I have setup my pc with python and connections to AWS. This has been successfully tested using the s3_sample.py file, I had to create an IAM user account with the credentials in a file which worked fine for S3 buckets.
My next task was to create an mqtt bridge and put some data in a stream in kinesis using the awslab - awslabs/mqtt-kinesis-bridge.
This seems to be all ok except I get an error when I run the bridge.py. The error is:
Could not find ACTIVE stream:my_first_stream error:Stream my_first_stream under account 673480824415 not found.

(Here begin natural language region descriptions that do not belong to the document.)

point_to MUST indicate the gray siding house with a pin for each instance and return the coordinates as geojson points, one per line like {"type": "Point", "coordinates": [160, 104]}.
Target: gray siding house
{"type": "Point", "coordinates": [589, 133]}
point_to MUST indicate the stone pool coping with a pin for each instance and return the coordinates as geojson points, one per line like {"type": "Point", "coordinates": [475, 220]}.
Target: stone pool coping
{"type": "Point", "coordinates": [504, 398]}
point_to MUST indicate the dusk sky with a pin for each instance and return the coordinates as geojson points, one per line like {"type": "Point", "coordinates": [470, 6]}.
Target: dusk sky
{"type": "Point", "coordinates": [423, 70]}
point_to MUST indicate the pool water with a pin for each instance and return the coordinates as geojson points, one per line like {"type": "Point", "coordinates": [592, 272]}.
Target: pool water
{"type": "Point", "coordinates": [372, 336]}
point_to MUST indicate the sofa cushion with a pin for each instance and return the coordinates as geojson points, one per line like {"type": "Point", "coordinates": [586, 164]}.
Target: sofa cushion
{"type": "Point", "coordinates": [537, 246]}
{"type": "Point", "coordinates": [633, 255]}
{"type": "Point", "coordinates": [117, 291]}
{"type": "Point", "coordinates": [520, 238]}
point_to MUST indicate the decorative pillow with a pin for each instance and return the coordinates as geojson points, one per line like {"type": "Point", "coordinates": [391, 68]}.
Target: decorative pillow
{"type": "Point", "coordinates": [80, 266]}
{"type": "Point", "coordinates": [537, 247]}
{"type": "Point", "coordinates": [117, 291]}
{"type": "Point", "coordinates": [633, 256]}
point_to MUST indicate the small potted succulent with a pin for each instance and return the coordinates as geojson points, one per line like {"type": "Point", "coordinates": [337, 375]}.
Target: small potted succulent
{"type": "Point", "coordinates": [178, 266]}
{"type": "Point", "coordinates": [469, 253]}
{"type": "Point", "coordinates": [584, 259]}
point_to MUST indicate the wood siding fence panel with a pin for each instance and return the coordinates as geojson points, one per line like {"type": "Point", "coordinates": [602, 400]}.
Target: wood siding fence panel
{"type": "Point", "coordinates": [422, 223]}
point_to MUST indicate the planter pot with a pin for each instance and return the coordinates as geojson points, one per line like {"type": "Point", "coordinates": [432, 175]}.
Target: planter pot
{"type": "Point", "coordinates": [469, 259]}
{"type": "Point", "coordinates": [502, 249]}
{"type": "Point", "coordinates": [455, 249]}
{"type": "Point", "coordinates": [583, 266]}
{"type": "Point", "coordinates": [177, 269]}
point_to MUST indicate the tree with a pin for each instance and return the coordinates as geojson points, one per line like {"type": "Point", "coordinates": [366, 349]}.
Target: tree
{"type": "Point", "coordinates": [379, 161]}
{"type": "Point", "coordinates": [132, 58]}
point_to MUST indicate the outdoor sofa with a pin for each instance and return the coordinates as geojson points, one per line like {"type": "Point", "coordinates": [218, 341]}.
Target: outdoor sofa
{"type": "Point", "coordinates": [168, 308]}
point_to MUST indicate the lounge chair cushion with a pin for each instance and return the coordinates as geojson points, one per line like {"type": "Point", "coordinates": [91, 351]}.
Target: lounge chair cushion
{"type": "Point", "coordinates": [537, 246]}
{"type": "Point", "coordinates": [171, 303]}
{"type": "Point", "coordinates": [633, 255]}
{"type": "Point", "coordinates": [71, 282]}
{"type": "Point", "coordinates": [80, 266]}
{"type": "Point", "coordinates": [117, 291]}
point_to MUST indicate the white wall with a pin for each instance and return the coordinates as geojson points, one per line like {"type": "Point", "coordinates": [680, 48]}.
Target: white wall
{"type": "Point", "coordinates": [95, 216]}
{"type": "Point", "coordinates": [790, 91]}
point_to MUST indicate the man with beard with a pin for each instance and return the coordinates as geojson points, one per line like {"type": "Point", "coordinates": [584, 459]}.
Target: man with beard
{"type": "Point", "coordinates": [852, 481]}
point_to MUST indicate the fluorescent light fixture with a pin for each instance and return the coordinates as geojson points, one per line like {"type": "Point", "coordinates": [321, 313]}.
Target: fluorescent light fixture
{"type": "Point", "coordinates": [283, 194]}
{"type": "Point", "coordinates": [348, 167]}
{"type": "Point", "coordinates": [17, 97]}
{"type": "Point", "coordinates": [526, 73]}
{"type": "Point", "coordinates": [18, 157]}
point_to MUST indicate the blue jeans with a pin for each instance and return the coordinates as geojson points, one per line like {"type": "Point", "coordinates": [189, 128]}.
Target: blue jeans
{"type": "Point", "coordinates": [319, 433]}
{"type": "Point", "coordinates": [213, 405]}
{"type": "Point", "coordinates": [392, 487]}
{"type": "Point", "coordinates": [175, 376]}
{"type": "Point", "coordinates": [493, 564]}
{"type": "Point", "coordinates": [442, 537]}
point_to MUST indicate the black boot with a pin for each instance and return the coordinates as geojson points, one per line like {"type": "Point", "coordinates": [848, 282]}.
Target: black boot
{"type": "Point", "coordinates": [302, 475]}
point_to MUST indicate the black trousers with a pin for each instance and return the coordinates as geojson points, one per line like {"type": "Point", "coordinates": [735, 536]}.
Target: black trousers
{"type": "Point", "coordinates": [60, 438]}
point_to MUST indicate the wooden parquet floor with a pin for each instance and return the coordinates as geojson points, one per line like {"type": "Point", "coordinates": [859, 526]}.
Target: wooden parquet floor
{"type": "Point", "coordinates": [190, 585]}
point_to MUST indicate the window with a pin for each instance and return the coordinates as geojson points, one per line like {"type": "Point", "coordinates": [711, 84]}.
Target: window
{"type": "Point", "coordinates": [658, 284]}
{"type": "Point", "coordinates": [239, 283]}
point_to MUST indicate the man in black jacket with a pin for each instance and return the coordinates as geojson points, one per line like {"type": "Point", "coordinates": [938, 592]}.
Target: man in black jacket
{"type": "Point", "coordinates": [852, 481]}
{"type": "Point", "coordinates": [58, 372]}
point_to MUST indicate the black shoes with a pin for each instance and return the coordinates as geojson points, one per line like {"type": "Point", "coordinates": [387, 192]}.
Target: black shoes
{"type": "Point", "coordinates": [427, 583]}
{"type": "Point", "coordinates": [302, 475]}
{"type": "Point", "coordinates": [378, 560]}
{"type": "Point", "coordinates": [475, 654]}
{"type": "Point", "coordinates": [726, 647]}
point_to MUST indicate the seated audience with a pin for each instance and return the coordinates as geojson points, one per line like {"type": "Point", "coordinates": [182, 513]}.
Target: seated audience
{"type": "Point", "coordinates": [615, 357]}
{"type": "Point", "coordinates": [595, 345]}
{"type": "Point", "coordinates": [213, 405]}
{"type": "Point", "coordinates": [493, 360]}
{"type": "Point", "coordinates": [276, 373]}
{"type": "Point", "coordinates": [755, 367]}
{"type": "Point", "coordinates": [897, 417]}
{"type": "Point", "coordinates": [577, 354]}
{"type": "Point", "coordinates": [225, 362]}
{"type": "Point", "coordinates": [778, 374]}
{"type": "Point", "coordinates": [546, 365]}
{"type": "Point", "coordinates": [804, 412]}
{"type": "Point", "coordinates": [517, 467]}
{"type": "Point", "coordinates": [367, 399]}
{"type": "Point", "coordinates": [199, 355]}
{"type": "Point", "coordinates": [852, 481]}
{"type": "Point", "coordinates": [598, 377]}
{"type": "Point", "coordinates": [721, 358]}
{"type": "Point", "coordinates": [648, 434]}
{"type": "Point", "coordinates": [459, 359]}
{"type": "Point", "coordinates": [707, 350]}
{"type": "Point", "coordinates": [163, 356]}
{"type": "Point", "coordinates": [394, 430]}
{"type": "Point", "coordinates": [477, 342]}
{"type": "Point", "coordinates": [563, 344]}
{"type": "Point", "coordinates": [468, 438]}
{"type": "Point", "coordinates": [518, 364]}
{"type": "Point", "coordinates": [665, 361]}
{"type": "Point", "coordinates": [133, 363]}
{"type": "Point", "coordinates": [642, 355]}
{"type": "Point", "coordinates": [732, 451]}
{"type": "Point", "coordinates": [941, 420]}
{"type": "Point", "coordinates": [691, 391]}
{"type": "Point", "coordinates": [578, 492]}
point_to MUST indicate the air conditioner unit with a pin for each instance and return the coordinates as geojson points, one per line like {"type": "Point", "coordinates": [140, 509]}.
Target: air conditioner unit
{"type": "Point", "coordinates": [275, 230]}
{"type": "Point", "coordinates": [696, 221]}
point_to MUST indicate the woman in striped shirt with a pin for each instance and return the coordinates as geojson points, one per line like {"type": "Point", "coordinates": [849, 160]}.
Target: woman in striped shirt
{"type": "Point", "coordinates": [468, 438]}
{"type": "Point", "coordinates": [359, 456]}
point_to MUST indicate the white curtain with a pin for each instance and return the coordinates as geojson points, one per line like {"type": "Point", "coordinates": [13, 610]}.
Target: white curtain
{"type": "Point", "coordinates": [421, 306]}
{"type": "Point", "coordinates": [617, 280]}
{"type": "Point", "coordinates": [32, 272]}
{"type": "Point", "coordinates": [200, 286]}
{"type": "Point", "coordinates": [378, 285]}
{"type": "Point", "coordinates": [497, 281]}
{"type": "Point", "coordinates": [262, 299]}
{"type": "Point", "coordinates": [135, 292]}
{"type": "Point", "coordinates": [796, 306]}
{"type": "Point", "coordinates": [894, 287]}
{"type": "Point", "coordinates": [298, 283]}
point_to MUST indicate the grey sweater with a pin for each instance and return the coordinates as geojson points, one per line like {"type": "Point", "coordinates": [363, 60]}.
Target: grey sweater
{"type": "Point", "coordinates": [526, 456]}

Strangely this is not the account I use in the .boto file that is suggested to be set up for this bridge, which are the same credentials I used for the S3 bucket
[Credentials]
aws_access_key_id = AA1122BB
aws_secret_access_key = LlcKb61LTglis
It would seem to me that the bridge.py has a hardcoded account but I can not see it and i can't see where it is pointing to the .boto file for credentials.
Thanks in Advance
So the issue of not finding the Active stream for the account is resolved by:
ensure you are hooked into the US-EAST-1 data centre as this is the default data centre for bridge.py
create your stream, you will only need 1 shard
The next problem stems from the specific version of MQTT and the python library paho-mqtt I installed. The bridge application was written with the API of MQTT 1.2.1 using paho-mqtt 0.4.91 in mind.
The new version which is available for download on their website has a different way of interacting with the paho-mqtt library which passes an additional "flags" object to the on_connect callback. This generates the error I was experiencing, since its not expecting the 5th argument.
You should be able to fix it by making the following change to bridge.py
Line 104 currently looks like this:
def on_connect(self, mqttc, userdata, msg):
Simply add flags, after userdata, so that the callback function looks like this:
def on_connect(self, mqttc, userdata,flags, msg):
This should resolve the issue of the final error of the incorrect number of arguments being passed.
Hope this helps others, thank for the efforts.
When you call python SDK for aws service, there is a line to import the boto modules for aws services in bridge.py.
import boto
The setting is pointing to the .boto for credentials and defined defaultly in boto.
Here is the explanation Boto Config :
Details
A boto config file is a text file formatted like an .ini configuration file that specifies values for options that control the behavior of the boto library. In Unix/Linux systems, on startup, the boto library looks for configuration files in the following locations and in the following order:
/etc/boto.cfg - for site-wide settings that all users on this machine will use
~/.boto - for user-specific settings
~/.aws/credentials - for credentials shared between SDKs
Of course, you can set the environment directly,
export AWS_ACCESS_KEY_ID="Your AWS Access Key ID"
export AWS_SECRET_ACCESS_KEY="Your AWS Secret Access Key"